サッカー女子 総括「なでしこ」頂点の意味

ジャカルタアジア大会、2大会ぶりに金メダルを獲得したサッカー女子の日本代表、「なでしこジャパン」は東京オリンピックと同じ18人の登録メンバーで戦い抜きました。

通常よりも5人少なく国内チームの選手だけで編成し、攻守のバリエーションを増やすテストなどに成功しながらアジアの頂点に立ったことで、2年後に向けて確実な一歩を踏み出しました。

東京五輪と同じ18人で臨んだ

「なでしこジャパン」にとって来年、フランスで行われるワールドカップと東京オリンピックへの試金石となったアジア大会。

アジア大会 サッカー女子 表彰式

サッカー女子は、ジャカルタから北西におよそ400キロ離れた赤道に程近いパレンバンで行われ、日本は東南アジア特有の蒸し暑さを体感しながら15日間で5試合を戦いました。

さらに日本は、チームの登録選手をワールドカップなどの国際大会より5人少なく東京オリンピックと同じ18人で臨みました。

高倉麻子監督は、このメンバーで試合の間隔が最短で、2日の日程を乗り越えるために実践したことのないシステムで攻守のバリエーションを増やしたり、選手にふだんとは異なる慣れないポジションを経験させるなどしました。

選手からは、「不慣れなポジションなので選手どうしで、話し合いをせざるを得なかった。互いに会話する時間が増えた」と前向きに捉える意見が出ていました。

試合を重ねるごとに手応えを感じた

日本は、試合を重ねるごとに課題が修正され、手応えを感じていたということです。

また、今大会は、高倉監督が就任後、海外のチームに所属する選手を選出せず国内の選手だけで臨んだ初めての国際大会でした。

アジア大会 サッカー女子 決勝

高倉監督は、海外の選手に対し「経験値が高い。チームに落ち着きをもたらす」と信頼を寄せています。その一方で、国内選手が出場する機会が奪われているのも現状です。

どの選手が出ても崩れないチーム作りを目指す

そうした状況の中、経験に乏しい若手が先発で起用され、勝利に貢献する成果も出ました。

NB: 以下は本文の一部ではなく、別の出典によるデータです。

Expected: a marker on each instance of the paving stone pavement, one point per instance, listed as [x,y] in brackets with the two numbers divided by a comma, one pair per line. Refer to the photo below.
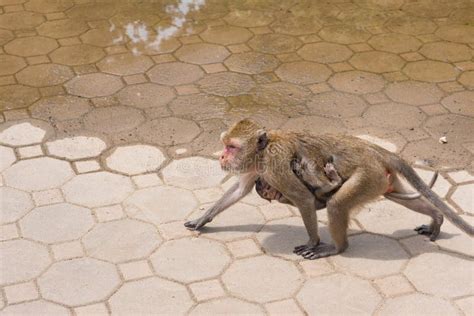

表彰式のあと高倉監督は、「出場機会の少ない選手たちがふんばって最高の形で終われたことは、チームにとって財産だ。勝ちながら課題を見つけて進んでいけることは幸せなことだ」と振り返りました。

高倉麻子監督

そして、すぐに表情を引き締め「どの選手が出ても崩れないチーム作りを目指している。どの選手にもレギュラーを確約しているわけではない。チーム内の競争に勝った選手だけがグラウンドに立てる」とこの先に訪れる世界の頂点をかけた戦いを早くも見据えていました。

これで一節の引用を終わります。